The film is essentially the story of a doomed affair and as such, it shares many of the predictable circumstances found in other accounts of men and women growing apart. John and Margaret have different interests. Margaret is a romantic lover of poetry and John is practical and h***y. Each has a hard time understanding the other’s feelings and in the end, frustration turns to abuse.
The attractiveness of this film lies in the strangely effective art direction and design that Bowen and friends have contributed to the tale. The film combines found footage with new and blends them seamlessly. The sets are furnished with alien looking equipment and computer banks straight out of ’50s sci-fi, and the decor glows with earthbound sentimentality, from a poster of John Wayne on the wall to an old fashioned Victrola spinning old-fashioned music. At times the laboratory, lit with colorful neon accents, resembles a swing lounge dance floor. The black and white checkered floor that pervades the Venus station may be a nod to David Lynch and one scene where John experiments on an oozing space slug certainly is.

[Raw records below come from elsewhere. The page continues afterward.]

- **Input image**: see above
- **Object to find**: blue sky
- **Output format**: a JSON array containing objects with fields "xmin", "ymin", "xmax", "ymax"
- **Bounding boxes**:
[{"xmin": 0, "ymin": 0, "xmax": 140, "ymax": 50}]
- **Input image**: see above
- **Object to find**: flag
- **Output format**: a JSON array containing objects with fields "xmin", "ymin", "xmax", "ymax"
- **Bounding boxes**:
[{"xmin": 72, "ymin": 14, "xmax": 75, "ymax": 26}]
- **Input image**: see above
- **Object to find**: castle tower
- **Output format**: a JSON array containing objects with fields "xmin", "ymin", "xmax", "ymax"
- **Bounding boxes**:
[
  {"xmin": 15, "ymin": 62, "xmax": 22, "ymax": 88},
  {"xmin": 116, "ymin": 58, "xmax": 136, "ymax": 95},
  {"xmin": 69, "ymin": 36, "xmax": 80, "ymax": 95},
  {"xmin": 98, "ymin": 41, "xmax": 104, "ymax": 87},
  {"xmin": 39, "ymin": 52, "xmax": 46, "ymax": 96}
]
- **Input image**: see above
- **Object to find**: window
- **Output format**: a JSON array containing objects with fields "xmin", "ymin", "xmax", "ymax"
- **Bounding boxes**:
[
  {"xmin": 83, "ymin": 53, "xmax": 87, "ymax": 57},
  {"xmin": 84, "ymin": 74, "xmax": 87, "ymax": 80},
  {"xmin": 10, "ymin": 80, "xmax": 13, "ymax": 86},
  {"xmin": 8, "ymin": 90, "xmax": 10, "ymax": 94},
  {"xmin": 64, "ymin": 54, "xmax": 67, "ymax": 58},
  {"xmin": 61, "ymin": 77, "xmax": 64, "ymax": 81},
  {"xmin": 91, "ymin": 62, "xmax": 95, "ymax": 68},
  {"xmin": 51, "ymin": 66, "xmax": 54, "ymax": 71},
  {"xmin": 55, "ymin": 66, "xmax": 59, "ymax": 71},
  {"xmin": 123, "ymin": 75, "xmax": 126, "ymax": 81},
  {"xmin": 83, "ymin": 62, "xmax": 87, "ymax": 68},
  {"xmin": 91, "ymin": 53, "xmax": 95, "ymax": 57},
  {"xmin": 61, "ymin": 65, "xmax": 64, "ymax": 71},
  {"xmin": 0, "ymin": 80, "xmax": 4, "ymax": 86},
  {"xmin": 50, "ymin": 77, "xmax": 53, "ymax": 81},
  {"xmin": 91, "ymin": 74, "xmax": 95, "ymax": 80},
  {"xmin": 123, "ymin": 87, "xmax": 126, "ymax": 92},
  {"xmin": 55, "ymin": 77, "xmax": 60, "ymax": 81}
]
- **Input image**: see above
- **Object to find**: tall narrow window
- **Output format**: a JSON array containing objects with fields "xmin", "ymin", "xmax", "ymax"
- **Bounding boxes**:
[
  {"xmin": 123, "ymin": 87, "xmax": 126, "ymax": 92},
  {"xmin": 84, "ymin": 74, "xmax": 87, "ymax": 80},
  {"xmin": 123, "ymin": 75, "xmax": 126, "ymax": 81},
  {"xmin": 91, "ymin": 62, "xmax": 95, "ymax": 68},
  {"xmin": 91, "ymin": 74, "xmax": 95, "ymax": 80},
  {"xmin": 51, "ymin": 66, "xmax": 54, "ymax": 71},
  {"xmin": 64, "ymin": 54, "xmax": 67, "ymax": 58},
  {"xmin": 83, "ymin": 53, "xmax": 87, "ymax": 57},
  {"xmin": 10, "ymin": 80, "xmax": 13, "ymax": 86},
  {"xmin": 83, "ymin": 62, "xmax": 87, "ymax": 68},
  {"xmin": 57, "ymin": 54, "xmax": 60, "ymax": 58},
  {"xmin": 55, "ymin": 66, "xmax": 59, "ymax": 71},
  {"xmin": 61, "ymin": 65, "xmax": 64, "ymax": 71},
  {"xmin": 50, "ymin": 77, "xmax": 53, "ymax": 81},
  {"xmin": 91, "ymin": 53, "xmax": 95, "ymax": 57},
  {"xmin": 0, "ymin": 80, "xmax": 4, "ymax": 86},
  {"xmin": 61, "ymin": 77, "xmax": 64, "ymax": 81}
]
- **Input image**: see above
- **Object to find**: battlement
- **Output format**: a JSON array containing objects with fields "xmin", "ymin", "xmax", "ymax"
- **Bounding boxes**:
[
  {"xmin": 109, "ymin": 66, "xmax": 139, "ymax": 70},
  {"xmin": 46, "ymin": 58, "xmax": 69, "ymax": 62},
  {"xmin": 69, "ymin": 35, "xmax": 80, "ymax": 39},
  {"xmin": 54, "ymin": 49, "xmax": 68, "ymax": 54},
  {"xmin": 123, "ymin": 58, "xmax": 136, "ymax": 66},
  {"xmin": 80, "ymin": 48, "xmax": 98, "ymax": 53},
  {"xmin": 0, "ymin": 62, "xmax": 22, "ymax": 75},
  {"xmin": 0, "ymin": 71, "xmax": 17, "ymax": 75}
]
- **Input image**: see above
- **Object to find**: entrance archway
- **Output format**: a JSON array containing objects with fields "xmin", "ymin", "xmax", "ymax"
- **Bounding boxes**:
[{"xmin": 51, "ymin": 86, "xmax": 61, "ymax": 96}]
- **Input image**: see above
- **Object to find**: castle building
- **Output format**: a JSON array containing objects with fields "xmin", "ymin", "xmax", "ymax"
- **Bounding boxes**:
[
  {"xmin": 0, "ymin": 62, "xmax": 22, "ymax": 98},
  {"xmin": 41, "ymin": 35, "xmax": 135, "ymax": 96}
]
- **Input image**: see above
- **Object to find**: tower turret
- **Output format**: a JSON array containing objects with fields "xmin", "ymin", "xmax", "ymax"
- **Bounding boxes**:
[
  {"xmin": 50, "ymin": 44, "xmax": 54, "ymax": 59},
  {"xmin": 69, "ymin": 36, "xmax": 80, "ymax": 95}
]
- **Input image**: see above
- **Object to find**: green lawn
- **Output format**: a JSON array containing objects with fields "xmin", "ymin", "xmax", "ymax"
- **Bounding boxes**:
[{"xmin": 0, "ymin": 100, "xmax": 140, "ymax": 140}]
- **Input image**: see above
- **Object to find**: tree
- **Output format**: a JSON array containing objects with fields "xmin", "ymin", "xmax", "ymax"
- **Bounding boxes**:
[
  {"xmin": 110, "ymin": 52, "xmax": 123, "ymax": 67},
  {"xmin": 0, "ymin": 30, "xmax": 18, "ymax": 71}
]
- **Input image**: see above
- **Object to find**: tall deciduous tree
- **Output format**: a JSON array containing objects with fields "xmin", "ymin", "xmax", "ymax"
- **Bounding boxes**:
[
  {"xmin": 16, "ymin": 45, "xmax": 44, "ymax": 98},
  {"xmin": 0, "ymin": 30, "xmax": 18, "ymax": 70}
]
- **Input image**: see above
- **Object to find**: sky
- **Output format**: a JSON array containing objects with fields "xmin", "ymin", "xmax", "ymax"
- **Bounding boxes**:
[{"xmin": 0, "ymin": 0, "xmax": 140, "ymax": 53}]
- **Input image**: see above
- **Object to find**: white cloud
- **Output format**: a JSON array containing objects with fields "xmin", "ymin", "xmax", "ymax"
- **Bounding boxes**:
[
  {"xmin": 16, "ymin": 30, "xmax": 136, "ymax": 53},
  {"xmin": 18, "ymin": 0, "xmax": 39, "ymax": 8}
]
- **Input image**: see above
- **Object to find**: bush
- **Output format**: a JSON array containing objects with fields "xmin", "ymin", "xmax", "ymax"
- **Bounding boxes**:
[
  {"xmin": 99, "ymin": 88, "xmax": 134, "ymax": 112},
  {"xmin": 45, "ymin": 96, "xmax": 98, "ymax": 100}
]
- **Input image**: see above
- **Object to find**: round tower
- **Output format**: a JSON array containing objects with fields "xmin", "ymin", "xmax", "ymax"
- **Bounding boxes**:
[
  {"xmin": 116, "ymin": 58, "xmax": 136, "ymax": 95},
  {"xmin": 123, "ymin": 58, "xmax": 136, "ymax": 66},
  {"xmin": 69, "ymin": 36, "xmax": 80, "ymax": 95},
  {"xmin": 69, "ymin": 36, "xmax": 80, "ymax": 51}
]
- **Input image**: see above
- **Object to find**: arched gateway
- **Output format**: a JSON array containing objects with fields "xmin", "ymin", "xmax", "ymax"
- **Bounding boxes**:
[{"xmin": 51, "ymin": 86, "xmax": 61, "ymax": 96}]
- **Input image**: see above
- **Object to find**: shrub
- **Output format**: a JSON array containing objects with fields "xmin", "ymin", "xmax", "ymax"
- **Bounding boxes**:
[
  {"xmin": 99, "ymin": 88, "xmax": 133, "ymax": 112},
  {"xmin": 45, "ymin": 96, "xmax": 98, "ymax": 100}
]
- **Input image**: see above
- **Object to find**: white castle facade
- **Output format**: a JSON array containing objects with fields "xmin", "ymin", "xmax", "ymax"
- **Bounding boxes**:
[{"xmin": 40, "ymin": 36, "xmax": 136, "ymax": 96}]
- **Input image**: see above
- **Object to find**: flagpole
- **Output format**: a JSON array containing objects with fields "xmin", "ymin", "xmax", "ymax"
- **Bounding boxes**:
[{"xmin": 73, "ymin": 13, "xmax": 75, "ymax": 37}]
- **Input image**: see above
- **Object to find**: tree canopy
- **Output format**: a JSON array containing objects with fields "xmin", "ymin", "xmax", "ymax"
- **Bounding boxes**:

The only spoken performance is delivered by Maureen Browsey as the voice of Margaret. Browsey murmurs her lines in a measured and dry monotone and sometimes seems as if she is reading. This is almost appropriate given the similarity in theme to other films focusing on human boredom and featuring equally deadpan performances such as Lucas’ THX-1138, but the strong visuals, sound effects and musical selections that contribute so much to the story can cause one to unintentionally tune out the voice-over.
There is not much more to knock about this film. With a brief “vintage” look at an uncertain and unstable future, Bowen has successfully crafted a compelling metaphor of the troubled state of love and marriage for all times.